The patentee sued its patent attorney in a federal court in Virginia for malpractice because of missing source code in the PCT application and the resulting US patent. The patent attorney has no other contacts with Virginia other than filing the patent application at the USPTO. The Federal Circuit found that personal jurisdiction exists.

Comments:

The Federal Circuit recognizes that the patent attorney could avoid personal jurisdiction in Virginia by offering a suitable forum under Rule 4(k)(2):

“[I]n federal cases, the purposes of Rule 4(k)(2) are best achieved when the defendant is afforded the opportunity to avoid the application of the rule only when it designates a suitable forum in which the plaintiff could have brought suit.” Slip op. at 16.

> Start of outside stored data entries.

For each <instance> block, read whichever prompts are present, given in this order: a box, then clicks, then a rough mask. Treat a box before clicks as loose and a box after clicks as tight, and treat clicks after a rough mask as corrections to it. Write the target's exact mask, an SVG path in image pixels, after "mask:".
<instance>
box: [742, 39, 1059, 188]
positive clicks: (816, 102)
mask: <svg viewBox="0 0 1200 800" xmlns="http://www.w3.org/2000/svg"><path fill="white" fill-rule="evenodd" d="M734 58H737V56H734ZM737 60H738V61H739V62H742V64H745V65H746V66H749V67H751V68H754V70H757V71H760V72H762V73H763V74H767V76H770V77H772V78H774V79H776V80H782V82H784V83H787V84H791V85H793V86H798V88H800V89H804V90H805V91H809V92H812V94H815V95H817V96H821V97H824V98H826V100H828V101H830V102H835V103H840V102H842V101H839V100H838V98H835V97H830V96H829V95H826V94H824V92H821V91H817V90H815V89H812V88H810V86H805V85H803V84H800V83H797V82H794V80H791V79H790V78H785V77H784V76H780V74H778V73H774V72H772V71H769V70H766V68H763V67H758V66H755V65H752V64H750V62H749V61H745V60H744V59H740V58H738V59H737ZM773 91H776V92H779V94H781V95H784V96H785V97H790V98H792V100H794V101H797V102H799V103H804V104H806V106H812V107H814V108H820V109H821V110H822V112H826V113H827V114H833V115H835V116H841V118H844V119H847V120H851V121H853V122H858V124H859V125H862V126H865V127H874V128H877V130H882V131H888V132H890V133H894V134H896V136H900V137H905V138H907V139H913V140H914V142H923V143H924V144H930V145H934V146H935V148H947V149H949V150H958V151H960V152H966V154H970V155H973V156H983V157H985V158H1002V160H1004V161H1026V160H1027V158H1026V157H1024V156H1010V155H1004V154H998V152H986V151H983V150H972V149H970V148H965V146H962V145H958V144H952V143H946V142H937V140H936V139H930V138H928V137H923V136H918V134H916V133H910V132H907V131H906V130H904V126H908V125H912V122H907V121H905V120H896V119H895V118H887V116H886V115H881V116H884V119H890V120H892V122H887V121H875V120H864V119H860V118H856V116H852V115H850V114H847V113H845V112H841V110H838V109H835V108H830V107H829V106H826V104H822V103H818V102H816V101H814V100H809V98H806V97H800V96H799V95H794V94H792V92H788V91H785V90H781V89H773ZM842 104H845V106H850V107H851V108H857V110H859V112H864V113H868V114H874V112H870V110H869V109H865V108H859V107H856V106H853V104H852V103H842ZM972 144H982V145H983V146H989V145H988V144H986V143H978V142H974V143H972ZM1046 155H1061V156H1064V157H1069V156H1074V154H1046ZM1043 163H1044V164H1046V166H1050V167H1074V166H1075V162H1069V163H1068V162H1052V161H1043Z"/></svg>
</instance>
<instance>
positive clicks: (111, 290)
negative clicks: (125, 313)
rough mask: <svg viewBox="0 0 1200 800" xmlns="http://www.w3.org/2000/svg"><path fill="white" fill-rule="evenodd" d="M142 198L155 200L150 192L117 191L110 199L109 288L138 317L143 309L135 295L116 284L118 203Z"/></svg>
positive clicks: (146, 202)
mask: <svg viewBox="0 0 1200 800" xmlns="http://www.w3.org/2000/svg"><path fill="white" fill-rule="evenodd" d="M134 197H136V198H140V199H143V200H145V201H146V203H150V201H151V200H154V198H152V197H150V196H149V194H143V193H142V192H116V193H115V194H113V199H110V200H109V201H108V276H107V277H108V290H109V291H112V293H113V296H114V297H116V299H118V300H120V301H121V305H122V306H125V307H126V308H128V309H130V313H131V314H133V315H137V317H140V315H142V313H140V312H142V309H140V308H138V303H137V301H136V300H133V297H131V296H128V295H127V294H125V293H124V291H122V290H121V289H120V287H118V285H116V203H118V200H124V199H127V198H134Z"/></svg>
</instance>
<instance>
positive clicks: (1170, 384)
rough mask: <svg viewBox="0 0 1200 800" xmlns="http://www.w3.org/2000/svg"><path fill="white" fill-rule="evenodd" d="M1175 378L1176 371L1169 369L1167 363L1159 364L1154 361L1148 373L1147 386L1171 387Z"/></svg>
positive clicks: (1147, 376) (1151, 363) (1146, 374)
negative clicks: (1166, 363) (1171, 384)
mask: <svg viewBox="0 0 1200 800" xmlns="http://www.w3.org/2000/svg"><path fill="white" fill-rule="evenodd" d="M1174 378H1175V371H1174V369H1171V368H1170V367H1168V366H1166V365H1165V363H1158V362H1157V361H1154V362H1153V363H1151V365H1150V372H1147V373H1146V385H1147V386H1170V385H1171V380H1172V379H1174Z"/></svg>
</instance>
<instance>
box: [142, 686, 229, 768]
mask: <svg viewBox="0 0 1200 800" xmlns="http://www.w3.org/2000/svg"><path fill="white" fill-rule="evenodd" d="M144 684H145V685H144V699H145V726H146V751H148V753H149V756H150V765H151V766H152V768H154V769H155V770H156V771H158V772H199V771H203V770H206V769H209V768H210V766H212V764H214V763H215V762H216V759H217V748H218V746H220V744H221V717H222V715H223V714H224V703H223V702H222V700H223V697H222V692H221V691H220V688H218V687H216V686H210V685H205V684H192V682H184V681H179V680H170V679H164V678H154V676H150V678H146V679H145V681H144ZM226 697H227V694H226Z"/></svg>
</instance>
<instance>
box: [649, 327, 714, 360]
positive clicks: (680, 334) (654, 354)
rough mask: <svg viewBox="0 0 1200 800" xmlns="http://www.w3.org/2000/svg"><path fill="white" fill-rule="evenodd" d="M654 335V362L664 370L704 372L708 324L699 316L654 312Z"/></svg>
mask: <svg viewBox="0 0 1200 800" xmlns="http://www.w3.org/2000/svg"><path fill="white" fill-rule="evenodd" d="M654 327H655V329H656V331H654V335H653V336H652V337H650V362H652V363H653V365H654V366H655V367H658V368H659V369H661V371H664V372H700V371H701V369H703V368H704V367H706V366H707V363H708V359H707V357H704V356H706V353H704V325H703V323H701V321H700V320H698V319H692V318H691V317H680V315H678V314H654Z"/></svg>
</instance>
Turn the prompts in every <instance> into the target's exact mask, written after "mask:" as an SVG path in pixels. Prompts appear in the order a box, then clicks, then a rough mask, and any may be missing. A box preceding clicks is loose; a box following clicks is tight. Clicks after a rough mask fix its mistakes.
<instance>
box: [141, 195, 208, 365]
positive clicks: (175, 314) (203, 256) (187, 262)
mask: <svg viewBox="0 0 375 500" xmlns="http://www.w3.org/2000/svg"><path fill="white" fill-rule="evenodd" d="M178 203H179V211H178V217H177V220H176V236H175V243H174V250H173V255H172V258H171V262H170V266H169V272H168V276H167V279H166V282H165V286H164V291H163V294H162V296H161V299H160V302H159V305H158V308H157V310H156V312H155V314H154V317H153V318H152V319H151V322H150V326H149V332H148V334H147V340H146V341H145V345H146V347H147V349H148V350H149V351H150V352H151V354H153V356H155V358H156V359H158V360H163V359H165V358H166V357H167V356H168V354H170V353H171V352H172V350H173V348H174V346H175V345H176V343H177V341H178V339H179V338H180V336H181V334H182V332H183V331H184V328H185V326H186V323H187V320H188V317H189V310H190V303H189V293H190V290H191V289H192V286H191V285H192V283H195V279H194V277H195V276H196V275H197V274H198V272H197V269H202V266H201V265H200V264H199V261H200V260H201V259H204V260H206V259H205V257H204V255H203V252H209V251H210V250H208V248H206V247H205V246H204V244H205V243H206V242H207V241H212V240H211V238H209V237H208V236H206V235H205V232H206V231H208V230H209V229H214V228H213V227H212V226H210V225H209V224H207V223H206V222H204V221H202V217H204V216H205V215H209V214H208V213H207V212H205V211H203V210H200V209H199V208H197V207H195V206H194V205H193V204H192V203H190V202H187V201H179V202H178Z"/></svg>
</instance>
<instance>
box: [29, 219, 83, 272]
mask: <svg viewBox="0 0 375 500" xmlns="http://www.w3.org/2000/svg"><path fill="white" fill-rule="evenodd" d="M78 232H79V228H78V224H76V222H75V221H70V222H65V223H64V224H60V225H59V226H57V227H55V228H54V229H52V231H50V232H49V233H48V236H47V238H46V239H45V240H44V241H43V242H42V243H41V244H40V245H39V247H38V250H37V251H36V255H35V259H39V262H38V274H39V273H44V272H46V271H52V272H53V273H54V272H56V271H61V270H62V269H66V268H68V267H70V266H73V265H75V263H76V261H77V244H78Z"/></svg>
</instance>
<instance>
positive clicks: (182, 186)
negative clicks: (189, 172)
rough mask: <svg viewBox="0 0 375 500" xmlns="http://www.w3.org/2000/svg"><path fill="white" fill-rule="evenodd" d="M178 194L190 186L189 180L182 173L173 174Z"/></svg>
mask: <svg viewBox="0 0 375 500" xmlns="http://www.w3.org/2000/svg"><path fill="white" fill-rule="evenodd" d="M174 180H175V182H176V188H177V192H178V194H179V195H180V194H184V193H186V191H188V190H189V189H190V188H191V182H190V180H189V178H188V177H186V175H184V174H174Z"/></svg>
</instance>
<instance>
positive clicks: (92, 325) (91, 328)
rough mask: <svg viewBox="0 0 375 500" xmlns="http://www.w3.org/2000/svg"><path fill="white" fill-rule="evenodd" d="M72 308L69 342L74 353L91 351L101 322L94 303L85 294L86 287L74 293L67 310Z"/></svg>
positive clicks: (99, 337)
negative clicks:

Rule 4(k)(2), entitled “Federal Claim Outside State-Court Jurisdiction,” states, in relevant part: “For a claim that arises under federal law, serving a summons . . . establishes personal jurisdiction over a defendant if: (A) the defendant is not subject to jurisdiction in any state’s courts of general jurisdiction; and (B) exercising jurisdiction is consistent with the United States Constitution and laws.” Fed. R. Civ. P. 4(k)(2).